Strategy: purpose, focus, and adding or removing information
Some questions ask whether a sentence should be added, deleted, or revised based on the author’s goal. These reward attention to relevance.
To answer reliably, ask:
- What is the passage mainly about?
- What is the paragraph’s job right here?
- Does the sentence support that job with specific, on-topic information?
ACT English tends to favor writing that is focused. Interesting facts that do not serve the point are often candidates for deletion.
Style: clarity, concision, and tone
Style questions are not about sounding fancy. They are about sounding correct and clear.
What the ACT typically prefers:
- Concise phrasing: fewer words when meaning stays the same.
- Specific language: concrete verbs and nouns over vague wording.
- Consistency in tone: a formal passage usually should not suddenly become casual.
A common trap is choosing an option that is longer because it “sounds” more academic.

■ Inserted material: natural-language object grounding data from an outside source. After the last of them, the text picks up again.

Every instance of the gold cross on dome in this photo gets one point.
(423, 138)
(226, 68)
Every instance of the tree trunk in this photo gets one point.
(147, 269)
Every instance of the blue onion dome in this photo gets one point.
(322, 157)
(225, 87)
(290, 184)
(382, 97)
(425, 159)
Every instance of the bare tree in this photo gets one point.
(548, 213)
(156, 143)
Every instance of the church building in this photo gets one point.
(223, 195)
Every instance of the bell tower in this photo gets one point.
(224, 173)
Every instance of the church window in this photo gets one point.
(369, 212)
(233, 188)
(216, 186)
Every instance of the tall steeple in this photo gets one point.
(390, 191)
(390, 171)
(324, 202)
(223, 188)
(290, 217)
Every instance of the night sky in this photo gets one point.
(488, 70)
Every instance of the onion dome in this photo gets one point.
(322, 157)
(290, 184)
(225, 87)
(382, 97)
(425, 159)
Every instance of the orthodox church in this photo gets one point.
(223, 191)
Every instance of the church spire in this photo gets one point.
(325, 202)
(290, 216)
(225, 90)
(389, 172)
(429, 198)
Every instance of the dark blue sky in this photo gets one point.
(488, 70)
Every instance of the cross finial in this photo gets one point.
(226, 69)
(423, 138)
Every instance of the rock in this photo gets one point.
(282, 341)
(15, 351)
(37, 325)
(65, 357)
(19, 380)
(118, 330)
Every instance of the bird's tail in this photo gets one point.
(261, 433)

If the extra words do not add meaning, the shorter choice is usually better.
Practical approaches that improve ACT English performance
Read for meaning before choosing an answer
Even though questions focus on underlined parts, the correct choice often depends on the surrounding sentence or paragraph. A transition word cannot be chosen without understanding the relationship between ideas. A pronoun cannot be fixed without knowing what it refers to.
Use the “ear” carefully
Your ear can help, but it is not enough. Some wrong options are designed to sound fine. When you are uncertain, rely on a rule: independent clauses for semicolons, complete sentence before a colon, agreement for verbs and pronouns, and clear sentence boundaries.

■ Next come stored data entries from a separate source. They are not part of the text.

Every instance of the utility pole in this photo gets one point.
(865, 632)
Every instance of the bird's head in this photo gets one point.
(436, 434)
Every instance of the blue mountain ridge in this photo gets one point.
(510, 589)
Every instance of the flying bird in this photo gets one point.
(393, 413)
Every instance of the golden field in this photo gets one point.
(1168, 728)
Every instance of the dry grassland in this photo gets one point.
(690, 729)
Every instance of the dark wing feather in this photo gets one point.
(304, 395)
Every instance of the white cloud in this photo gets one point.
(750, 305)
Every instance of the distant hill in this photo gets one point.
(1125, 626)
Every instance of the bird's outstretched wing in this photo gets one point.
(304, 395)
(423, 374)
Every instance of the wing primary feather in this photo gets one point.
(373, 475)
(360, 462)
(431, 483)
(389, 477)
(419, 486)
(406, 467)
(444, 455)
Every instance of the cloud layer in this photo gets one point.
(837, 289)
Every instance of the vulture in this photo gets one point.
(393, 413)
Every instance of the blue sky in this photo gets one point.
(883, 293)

Prefer the cleanest correct option
Many questions include choices that are all grammatically plausible, but only one is both correct and effective. Look for the option that:
- fixes the error without introducing another one
- keeps the intended meaning intact
- reduces clutter and improves clarity
What mastery looks like
High scoring ACT English students are not guessing based on vibe. They can quickly recognize sentence boundaries, control punctuation, and keep grammar consistent, but they can also think like writers: they choose transitions that match logic, remove irrelevant details, and maintain a consistent voice.
If you approach ACT English as professional editing rather than as a collection of tricks, the test becomes predictable. Nearly every question comes down to the same core goals of good writing: correctness, clarity, and purpose.